The Last Days of Absolute Monarchy - The French Revolution
In the beginning of May 1789, the deputies of the three Estates, and among them some of the ablest and most accomplished men of France, assembled at Versailles. The third Estate, irritated by the neglect of the court at the opening and during the audience, came to a rupture with the two privileged Estates at the first sitting, when the latter required that the Estates should carry on their debates separately, whilst the former insisted upon a general council and individual votes. After a contest of some weeks, the third Estate, which had chosen the astronomer, the freedom-inspired representative of Paris, for its President, but which was guided by the superior talents of Sieyes and Mirabeau, declared itself a National Assembly, upon which it was joined by portions of the other Estates. The Assembly at once passed the resolution of allowing the levying of the present taxes only so long as the Estates should remain undissolved. This proceeding disturbed the court, and inspired it with the thought of granting a constitution to the nation, and thus rendering the estates unnecessary. For this purpose, a royal sitting was appointed, and the hall of assembly closed for a few days. Upon the intelligence of this, the deputies proceeded to the empty saloon of the Tennis Court, and raised their hands in a solemn vow not to separate till they had given a new constitution to the nation. When this Court also was closed, the meetings were held in the church of St. Louis. The royal sitting took place on the 23d of June. But neither the speech of the king, nor the sketch of the new constitution, afforded due satisfaction, and they were consequently received with coldness. After the termination of the sitting, Louis dissolved the Assembly. The nobility and clergy obeyed, but the citizen class retained their seats, and when the master of the ceremonies called upon them to obey, Mirabeau exclaimed: Tell your master that we sit here by the power of the people, and that we are only to be driven out by the bayonet! The weak king did not venture to encounter this resolute resistance by force, but rather advised the nobility and clergy to join the citizens.

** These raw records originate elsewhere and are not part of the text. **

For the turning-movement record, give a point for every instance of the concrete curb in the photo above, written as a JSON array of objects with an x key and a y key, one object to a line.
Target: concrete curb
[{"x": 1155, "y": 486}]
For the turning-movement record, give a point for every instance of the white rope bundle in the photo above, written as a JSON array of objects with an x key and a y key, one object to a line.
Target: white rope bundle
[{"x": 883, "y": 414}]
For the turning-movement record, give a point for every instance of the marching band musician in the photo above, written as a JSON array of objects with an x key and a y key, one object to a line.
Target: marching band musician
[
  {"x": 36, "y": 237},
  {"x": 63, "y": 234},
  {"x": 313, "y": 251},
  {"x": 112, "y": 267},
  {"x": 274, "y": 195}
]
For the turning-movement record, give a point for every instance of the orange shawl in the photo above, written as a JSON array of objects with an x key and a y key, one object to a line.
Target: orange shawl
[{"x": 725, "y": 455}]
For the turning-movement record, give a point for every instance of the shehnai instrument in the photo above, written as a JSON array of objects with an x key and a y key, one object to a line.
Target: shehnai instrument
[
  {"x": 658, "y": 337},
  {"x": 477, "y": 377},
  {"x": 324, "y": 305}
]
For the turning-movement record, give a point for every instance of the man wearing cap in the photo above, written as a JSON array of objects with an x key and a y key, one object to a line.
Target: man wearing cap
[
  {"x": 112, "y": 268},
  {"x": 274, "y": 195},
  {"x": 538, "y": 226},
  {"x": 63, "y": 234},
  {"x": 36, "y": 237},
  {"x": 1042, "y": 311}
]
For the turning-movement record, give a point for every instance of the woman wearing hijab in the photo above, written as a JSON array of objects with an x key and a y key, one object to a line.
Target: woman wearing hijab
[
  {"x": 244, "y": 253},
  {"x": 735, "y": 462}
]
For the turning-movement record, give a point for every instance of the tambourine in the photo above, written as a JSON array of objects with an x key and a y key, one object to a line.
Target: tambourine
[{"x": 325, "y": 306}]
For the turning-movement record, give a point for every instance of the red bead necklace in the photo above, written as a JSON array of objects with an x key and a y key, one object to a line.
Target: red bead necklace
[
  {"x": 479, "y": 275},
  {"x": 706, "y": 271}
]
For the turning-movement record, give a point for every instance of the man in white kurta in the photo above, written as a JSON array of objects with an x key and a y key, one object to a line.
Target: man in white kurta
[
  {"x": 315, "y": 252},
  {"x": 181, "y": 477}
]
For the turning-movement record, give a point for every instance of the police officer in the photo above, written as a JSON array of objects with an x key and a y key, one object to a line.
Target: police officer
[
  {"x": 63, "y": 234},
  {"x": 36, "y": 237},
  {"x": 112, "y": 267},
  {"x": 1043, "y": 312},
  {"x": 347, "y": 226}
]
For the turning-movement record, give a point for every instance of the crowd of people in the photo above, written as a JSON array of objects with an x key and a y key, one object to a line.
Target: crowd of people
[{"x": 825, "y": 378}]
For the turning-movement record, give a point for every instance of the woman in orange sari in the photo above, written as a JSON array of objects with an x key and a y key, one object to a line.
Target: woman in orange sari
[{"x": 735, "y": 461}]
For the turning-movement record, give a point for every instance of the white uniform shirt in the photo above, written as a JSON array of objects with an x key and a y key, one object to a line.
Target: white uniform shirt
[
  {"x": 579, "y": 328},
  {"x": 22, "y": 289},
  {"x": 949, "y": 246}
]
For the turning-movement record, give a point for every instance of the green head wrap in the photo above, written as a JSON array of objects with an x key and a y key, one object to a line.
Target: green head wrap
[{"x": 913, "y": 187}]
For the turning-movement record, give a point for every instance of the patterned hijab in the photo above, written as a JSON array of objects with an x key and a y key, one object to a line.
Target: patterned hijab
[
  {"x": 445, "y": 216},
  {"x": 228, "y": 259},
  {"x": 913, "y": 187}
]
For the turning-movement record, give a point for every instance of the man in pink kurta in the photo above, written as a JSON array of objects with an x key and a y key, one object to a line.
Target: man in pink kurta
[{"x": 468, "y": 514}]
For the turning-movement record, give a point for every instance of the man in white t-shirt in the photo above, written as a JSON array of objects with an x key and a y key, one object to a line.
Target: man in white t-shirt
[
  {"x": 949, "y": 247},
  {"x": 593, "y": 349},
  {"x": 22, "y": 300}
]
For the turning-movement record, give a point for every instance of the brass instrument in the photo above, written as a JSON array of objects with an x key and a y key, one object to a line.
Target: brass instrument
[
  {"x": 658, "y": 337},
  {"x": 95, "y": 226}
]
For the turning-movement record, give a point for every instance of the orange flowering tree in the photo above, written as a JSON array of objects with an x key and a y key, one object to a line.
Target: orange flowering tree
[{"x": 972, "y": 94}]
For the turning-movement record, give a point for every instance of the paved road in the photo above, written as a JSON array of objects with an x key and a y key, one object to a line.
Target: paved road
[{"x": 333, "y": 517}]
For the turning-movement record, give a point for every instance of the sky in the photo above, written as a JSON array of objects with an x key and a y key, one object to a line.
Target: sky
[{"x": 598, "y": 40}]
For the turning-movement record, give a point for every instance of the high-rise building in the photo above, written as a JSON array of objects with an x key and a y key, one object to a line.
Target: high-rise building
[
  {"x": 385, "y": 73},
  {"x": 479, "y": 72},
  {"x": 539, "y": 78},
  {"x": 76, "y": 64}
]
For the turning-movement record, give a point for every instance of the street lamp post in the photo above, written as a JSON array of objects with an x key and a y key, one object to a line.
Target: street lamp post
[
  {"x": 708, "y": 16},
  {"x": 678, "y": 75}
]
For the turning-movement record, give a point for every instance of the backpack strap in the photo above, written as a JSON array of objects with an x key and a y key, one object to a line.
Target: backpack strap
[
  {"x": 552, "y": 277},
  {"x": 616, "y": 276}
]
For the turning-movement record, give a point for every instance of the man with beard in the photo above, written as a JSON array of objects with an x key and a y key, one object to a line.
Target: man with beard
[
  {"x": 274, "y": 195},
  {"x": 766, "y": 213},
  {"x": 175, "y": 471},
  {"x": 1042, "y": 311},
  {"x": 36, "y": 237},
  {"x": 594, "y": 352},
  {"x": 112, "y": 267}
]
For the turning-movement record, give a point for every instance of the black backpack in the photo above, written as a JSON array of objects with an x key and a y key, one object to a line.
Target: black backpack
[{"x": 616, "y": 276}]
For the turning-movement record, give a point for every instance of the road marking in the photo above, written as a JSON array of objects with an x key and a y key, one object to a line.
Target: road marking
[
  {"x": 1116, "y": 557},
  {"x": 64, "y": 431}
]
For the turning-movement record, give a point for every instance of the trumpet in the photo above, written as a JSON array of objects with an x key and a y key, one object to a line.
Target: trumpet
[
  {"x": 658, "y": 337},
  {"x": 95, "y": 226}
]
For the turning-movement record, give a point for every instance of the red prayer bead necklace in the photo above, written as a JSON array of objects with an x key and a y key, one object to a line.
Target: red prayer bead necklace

The government of the city was made over to a democratic municipality, at the head of which stood Bailli, as mayor. The court, alarmed at the increasing ferment, determined upon retiring to Versailles with a few regiments of German and Swiss troops. In this proceeding, the leaders of the movement believed they saw the purpose of some act of violence, and made use of it accordingly to excite fresh irritation. The intelligence was spread abroad in Paris, that Necker had been suddenly dismissed and banished from the country, and a favorite of the queen placed in his office. This was interpreted as the first step in the contemplated outrage, and proved the signal for a general rise. Crowds of the citizens, wearing the newly invented national cockade, (blue, white, and red,) paraded through the streets, the alarm-bell was sounded, the work-shops of the gunsmiths plundered tumult and confusion reigned everywhere. On the 14th of July, after the populace had taken 80,000 stand of arms and some cannon from the Hospital des Invalides, took place the storming of the Bastille, an old castle that served as a state prison. The governor, Delaunay, and seven of the garrison, fell victims to the popular rage; their heads were carried. through the streets upon poles; and many men who were hated as aristocrats were put to death. The banished Necker was recalled, and his entrance into the towns and villages of France was celebrated as that of a hero crowned with victory. In this joyous reception of the minister, the people displayed their enthusiasm for liberty and their hatred to the court and the aristocracy. Lafayette, the champion of the liberty of America, was appointed commander of the National Guard, and whilst the king returned to Paris, and exhibited himself to the assembled people from the balcony of the council-house with the cockade in his hat, the count of Artois, and many nobles of the first rank, as Condé, Polignac, left their country in mournful anticipation of coming events.